Unlicensed software remains common among corporations and IT sectors in Southeast Asia, whether due to indifference, intent or neglect.
BSA the Software Alliance, a global trade association of software publishers, warns that the use of unlicensed software poses serious security, business and legal risks to the users and their industries.
BSA’s “Legalise and Protect” campaign sees it working with governments and other partners to educate companies about the significant risks they face when they use software that is not genuine or not fully licensed.
BSA members’ software products are used in a wide range of industries, including manufacturing, IT, finance, professional services, construction, healthcare, consumer goods, engineering, architecture and design.
BSA is working with the Thai government, using its database of thousands of companies in Thailand under watch for possible violations.

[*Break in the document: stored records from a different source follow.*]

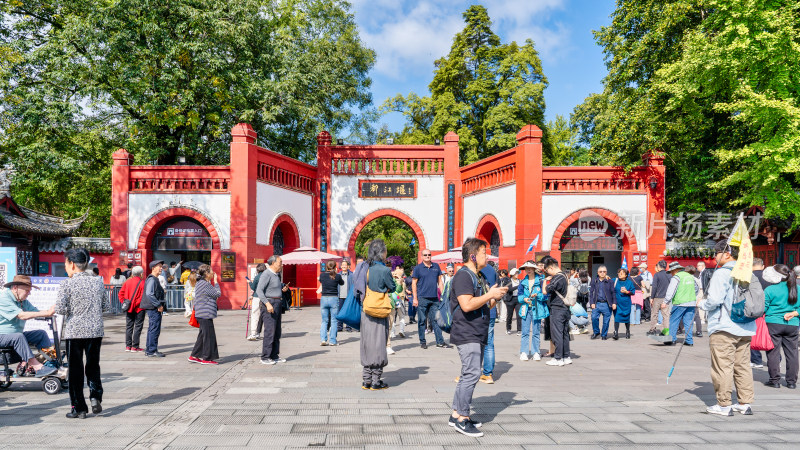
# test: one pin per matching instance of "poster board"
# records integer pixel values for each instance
(43, 298)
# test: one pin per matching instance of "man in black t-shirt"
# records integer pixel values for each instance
(470, 329)
(556, 290)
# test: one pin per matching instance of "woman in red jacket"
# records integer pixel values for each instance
(132, 290)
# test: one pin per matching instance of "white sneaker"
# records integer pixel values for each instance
(720, 410)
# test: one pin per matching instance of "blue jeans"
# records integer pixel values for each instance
(488, 352)
(636, 314)
(605, 310)
(427, 311)
(530, 329)
(341, 326)
(678, 314)
(153, 330)
(329, 307)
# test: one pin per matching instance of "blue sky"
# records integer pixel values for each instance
(408, 35)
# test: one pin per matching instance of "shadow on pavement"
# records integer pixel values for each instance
(487, 408)
(500, 369)
(304, 355)
(235, 358)
(400, 376)
(149, 400)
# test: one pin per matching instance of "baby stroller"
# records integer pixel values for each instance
(51, 384)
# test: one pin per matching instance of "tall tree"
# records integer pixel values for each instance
(80, 78)
(714, 84)
(484, 90)
(397, 235)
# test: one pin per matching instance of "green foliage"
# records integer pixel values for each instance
(81, 78)
(483, 90)
(397, 235)
(714, 84)
(564, 149)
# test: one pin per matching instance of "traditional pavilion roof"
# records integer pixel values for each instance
(27, 221)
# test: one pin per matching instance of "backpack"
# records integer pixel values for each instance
(748, 305)
(443, 315)
(572, 293)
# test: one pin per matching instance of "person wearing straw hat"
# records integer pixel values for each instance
(15, 309)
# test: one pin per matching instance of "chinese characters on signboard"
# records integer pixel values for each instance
(388, 189)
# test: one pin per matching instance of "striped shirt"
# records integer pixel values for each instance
(205, 300)
(82, 300)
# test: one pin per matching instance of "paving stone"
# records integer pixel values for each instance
(658, 438)
(587, 438)
(316, 400)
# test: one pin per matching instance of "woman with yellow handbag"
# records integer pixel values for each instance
(375, 317)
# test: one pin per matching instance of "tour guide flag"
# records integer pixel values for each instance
(533, 244)
(740, 237)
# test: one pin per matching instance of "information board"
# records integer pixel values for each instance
(228, 266)
(387, 189)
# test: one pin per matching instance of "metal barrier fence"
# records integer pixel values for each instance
(173, 296)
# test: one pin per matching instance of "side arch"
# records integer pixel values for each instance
(291, 235)
(351, 246)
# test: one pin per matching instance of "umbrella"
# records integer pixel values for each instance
(454, 256)
(308, 255)
(192, 265)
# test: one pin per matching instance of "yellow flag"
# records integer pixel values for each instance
(740, 237)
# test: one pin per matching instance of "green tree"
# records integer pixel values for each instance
(564, 148)
(714, 84)
(484, 90)
(80, 78)
(397, 235)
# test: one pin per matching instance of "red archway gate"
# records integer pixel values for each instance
(351, 246)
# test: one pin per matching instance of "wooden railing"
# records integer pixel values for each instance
(592, 179)
(493, 178)
(179, 178)
(382, 166)
(282, 177)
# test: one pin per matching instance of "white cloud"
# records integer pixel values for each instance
(409, 35)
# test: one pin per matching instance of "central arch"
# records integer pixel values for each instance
(351, 245)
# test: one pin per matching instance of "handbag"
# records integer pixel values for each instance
(350, 314)
(762, 340)
(377, 304)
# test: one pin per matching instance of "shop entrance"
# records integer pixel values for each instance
(585, 246)
(182, 239)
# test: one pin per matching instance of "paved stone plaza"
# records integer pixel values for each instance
(614, 395)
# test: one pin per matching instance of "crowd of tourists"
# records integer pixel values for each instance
(544, 299)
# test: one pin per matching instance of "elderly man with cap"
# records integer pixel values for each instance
(682, 293)
(153, 302)
(14, 311)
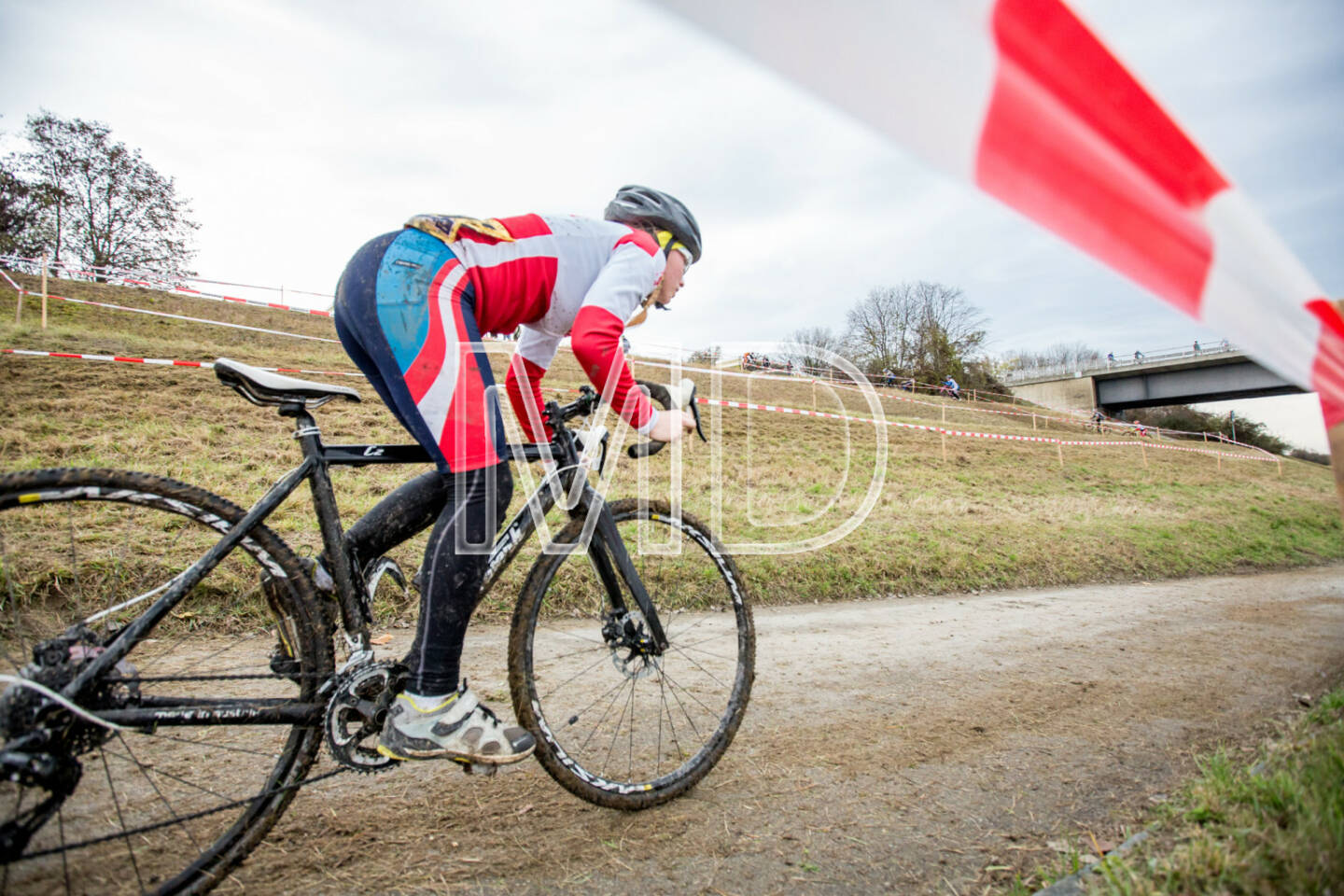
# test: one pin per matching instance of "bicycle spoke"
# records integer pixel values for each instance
(671, 713)
(167, 774)
(691, 660)
(576, 676)
(614, 693)
(159, 792)
(85, 553)
(121, 821)
(616, 730)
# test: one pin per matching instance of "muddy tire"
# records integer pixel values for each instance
(614, 728)
(174, 807)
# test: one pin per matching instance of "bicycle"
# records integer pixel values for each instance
(147, 601)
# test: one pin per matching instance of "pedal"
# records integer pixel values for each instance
(479, 768)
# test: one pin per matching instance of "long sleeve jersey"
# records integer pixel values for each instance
(555, 277)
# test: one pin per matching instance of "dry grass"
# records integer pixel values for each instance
(991, 514)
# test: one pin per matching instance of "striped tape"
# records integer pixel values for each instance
(746, 406)
(162, 361)
(180, 317)
(1004, 437)
(1022, 100)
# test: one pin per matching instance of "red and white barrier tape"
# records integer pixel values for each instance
(748, 406)
(180, 317)
(1022, 100)
(119, 273)
(173, 287)
(162, 361)
(805, 381)
(1004, 437)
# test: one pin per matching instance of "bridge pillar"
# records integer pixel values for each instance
(1075, 392)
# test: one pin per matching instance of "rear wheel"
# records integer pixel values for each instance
(158, 807)
(616, 724)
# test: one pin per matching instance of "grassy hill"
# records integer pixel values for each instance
(992, 514)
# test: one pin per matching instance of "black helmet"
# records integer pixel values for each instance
(648, 207)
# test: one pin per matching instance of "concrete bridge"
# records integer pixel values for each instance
(1173, 376)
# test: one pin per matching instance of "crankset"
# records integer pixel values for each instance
(357, 711)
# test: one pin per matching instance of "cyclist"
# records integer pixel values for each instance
(410, 311)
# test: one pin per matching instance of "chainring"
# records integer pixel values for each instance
(357, 711)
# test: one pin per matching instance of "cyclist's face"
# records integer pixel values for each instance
(672, 278)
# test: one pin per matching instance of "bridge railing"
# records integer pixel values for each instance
(1136, 361)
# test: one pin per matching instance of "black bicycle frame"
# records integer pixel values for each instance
(607, 550)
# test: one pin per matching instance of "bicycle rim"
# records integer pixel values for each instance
(162, 807)
(633, 731)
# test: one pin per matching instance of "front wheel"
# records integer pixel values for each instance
(614, 724)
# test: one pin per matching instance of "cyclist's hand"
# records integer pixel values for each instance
(671, 426)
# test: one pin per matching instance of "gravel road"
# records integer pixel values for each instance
(918, 745)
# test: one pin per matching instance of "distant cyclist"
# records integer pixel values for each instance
(410, 311)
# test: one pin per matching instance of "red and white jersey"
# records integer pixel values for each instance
(556, 277)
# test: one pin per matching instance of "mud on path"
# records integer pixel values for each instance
(895, 745)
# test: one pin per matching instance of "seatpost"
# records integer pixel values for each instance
(354, 611)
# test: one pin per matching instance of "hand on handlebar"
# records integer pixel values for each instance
(671, 426)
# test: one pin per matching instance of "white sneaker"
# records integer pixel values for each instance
(458, 727)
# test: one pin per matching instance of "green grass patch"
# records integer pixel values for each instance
(1267, 823)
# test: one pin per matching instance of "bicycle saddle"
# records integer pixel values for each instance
(262, 387)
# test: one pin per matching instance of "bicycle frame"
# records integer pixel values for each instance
(607, 551)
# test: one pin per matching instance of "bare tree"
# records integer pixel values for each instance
(803, 345)
(879, 327)
(103, 201)
(919, 329)
(18, 214)
(1060, 355)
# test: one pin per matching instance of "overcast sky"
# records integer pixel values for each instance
(301, 129)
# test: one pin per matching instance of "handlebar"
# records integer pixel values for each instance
(663, 395)
(681, 399)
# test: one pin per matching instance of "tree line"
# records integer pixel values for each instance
(913, 329)
(82, 198)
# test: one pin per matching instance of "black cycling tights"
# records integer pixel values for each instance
(467, 510)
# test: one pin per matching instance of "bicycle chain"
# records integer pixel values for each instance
(355, 713)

In coming months BSA will launch public education efforts to ensure business leaders are aware of the risks of using unlicensed software.

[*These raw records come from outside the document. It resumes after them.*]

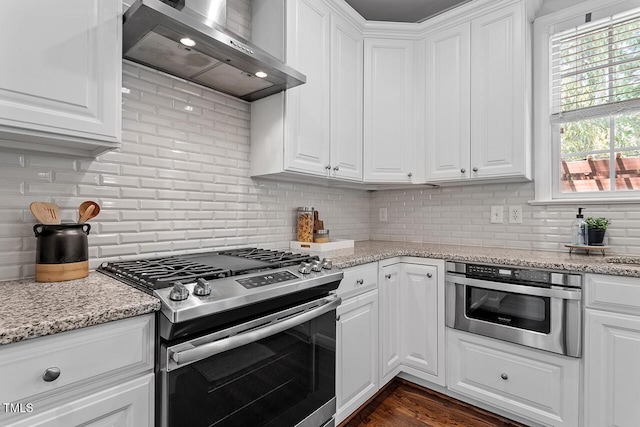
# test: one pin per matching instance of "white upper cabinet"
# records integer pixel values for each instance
(389, 109)
(478, 124)
(306, 143)
(314, 129)
(448, 108)
(60, 83)
(346, 99)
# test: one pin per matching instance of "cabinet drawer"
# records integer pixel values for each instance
(531, 383)
(82, 355)
(615, 293)
(358, 280)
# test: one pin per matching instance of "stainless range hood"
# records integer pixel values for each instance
(152, 34)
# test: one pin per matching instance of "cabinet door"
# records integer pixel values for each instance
(61, 73)
(125, 405)
(306, 147)
(419, 317)
(448, 104)
(499, 137)
(612, 352)
(346, 100)
(389, 122)
(357, 352)
(390, 310)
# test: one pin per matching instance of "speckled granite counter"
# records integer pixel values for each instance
(370, 251)
(29, 309)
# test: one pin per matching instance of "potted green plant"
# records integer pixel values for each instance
(596, 228)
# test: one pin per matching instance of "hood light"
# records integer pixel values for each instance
(187, 42)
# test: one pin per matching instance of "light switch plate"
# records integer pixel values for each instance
(515, 214)
(497, 214)
(382, 214)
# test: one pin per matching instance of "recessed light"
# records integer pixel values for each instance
(187, 42)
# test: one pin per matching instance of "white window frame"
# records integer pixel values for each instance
(546, 149)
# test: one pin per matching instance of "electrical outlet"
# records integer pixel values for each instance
(497, 215)
(515, 214)
(382, 214)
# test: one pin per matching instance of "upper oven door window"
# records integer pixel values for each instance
(275, 381)
(517, 310)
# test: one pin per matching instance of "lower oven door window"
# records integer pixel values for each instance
(275, 381)
(506, 308)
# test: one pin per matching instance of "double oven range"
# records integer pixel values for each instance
(245, 337)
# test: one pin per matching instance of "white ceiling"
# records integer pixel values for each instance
(402, 10)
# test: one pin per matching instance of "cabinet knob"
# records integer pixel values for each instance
(51, 374)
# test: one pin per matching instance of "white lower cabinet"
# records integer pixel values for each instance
(357, 340)
(534, 384)
(125, 405)
(96, 376)
(612, 351)
(412, 319)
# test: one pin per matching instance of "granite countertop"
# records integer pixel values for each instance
(370, 251)
(30, 309)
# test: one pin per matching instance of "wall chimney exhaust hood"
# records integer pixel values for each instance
(186, 38)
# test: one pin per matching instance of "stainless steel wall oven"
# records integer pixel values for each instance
(532, 307)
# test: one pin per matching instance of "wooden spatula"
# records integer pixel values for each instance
(46, 213)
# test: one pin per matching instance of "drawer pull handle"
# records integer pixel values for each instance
(51, 374)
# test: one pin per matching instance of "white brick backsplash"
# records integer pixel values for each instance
(461, 215)
(175, 186)
(180, 183)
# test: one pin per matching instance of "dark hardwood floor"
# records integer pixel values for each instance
(403, 403)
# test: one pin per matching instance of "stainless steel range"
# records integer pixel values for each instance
(245, 336)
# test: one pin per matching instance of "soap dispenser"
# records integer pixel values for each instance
(579, 234)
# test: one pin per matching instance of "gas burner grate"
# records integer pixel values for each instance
(277, 258)
(162, 272)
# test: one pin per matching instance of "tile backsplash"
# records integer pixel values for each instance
(179, 183)
(461, 215)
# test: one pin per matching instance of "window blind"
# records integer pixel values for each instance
(595, 70)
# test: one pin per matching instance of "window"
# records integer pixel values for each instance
(592, 96)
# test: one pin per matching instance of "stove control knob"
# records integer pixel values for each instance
(202, 288)
(304, 268)
(326, 263)
(179, 292)
(316, 265)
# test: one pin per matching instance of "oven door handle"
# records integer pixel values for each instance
(555, 292)
(274, 324)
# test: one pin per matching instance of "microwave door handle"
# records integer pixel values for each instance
(181, 358)
(563, 293)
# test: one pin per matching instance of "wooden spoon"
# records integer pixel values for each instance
(46, 213)
(87, 210)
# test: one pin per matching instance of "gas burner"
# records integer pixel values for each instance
(150, 274)
(278, 258)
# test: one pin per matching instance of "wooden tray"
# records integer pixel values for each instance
(587, 248)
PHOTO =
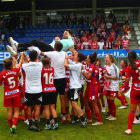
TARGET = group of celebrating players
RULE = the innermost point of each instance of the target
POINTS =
(48, 71)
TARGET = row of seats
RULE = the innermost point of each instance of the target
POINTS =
(55, 26)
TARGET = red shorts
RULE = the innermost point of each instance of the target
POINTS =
(91, 92)
(13, 101)
(112, 93)
(67, 86)
(125, 87)
(135, 96)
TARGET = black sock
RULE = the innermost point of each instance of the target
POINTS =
(83, 118)
(64, 114)
(137, 117)
(55, 120)
(30, 122)
(51, 117)
(36, 123)
(75, 118)
(48, 121)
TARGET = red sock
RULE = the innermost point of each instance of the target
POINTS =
(99, 106)
(125, 99)
(98, 116)
(25, 114)
(113, 108)
(130, 119)
(88, 114)
(10, 123)
(122, 100)
(67, 109)
(15, 121)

“By legalising their software, companies can protect data security, protect competitiveness, protect their reputations – and protect against the risk of legal consequences,” said BSA senior director Tarun Sawney. “The sooner companies legalise, the sooner they can protect their operations and ultimately protect their bottom lines.”
The Asia-Pacific region has the highest rate of unlicensed software use in the world at 57 per cent. A problem of this scale is best tackled by changing minds and behaviour to encourage self-regulation and voluntary compliance, Tarun said.
BSA has thus oriented its campaign primarily to discourage companies from installing and using unlicensed or illegal software – not just for fear of enforcement, but because it is in their best interests to do so.